Large spaces between paragraphs

Leonatus · 05-10-2019, 10:56 AM

In the news that I download appear extremely large spaces between paragraphs. This is because Calibre inserts each time eight tags. Is there a way to edit the recipe in order to reduce those large spaces? Be aware that I'm not a tecnician!
Thanks in advance!

kovidgoyal · 05-10-2019, 09:29 PM

Add

dict(name='br')

to remove_tags in the recipe

Leonatus · 05-11-2019, 07:01 AM

Thank you Kovid! But would this remove all tags? I only need to remov seven of eight tags.
Edit: I forgot to mention that paragraphs, in this news, are mainly controlled by tags, and only at the end regularly by a terminating tag. Removing all tags would remove all paragraphs.

kovidgoyal · 05-11-2019, 10:04 AM

Then there is no simple solution you ahve to write code to do it.

Leonatus · 05-11-2019, 12:24 PM

Thank you!

siebert · 05-12-2019, 06:35 AM

I really think it's a regression, as for the recipes I use everything works fine until calibre version 3.39.1, while later versions (I tested 3.40.1 and 3.42.0) inflate the vertical whitespace.

A single " " tag is replaced by 3.39.1 with a single "*" while the later versions replace each " " tag with four of these "<p..> " sections.

I can provide a simple test recipe with the good and the broken epub file generated from it, if that helps.

siebert · 05-12-2019, 06:44 AM

This is the source HTML:

Code:

Line 1<br>line 2<br>line 3<br><br>line a<br>line b<br>
<p>Lorem ipsum dolor sit amet, consectetur adipisici elit, sed eiusmod tempor incidunt ut labore et
dolore magna aliqua. Ut enim ad minim veniam, quis nostrud exercitation ullamco laboris nisi ut aliquid ex ea commodi
consequat. Quis aute iure reprehenderit in voluptate velit esse cillum dolore eu fugiat nulla pariatur.
Excepteur sint obcaecat cupiditat non proident, sunt in culpa qui officia deserunt mollit anim id est laborum.</p>
<p>Duis autem vel eum iriure dolor in hendrerit in vulputate velit esse molestie consequat, vel illum dolore eu 
feugiat nulla facilisis at vero eros et accumsan et iusto odio dignissim qui blandit praesent luptatum zzril delenit
augue duis dolore te feugait nulla facilisi. Lorem ipsum dolor sit amet, consectetuer adipiscing elit, sed diam nonummy
nibh euismod tincidunt ut laoreet dolore magna aliquam erat volutpat.</p>

The first attachment shows how the epub generated by 3.33.1 looks like, the second one the epub generated by 3.42.0.

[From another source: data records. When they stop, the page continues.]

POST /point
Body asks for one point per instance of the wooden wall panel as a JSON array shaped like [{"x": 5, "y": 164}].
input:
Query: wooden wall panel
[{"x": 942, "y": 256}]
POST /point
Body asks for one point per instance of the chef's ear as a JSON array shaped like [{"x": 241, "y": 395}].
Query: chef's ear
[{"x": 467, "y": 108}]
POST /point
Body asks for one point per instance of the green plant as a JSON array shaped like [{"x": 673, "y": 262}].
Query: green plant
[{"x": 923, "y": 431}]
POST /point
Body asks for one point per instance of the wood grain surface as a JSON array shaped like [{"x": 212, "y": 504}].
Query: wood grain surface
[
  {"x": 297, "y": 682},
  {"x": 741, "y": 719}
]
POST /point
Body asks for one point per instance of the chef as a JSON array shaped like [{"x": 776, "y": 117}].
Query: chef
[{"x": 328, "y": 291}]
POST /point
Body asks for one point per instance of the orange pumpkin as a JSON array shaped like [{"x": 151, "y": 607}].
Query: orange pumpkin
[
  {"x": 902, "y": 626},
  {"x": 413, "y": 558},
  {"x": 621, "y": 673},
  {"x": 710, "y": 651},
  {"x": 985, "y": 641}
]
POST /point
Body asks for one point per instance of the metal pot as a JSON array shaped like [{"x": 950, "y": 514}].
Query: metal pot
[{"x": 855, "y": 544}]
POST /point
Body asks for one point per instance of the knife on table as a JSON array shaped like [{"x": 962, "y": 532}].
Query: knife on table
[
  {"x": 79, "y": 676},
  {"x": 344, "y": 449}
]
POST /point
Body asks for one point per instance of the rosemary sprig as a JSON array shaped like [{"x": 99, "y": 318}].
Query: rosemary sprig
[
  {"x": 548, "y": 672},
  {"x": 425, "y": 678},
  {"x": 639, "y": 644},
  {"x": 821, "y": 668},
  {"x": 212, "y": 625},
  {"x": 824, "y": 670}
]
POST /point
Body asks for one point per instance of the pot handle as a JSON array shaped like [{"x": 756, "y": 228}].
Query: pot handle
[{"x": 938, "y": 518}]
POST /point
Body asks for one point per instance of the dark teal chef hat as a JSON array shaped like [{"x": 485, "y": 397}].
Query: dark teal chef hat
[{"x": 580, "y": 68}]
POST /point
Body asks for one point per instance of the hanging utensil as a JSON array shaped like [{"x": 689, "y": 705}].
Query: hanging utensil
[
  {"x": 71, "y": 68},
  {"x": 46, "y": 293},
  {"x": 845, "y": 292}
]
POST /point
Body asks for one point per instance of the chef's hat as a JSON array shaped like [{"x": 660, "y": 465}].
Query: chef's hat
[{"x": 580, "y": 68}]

kovidgoyal · 05-12-2019, 09:03 AM

A test recipe is useful

Leonatus · 05-12-2019, 12:25 PM

That's the recipe in question:

Code:

from calibre.web.feeds.news import BasicNewsRecipe


class AdvancedUserRecipe1295262156(BasicNewsRecipe):
    title = u'kath.net'
    __author__ = 'Bobus'
    description = u'Katholische Nachrichten'
    oldest_article = 7
    language = 'de'
    max_articles_per_feed = 100
    no_stylesheets = True
    encoding = 'iso-8859-1'

    feeds = [(u'kath.net', u'https://www.kath.net/2005/xml/index.xml')]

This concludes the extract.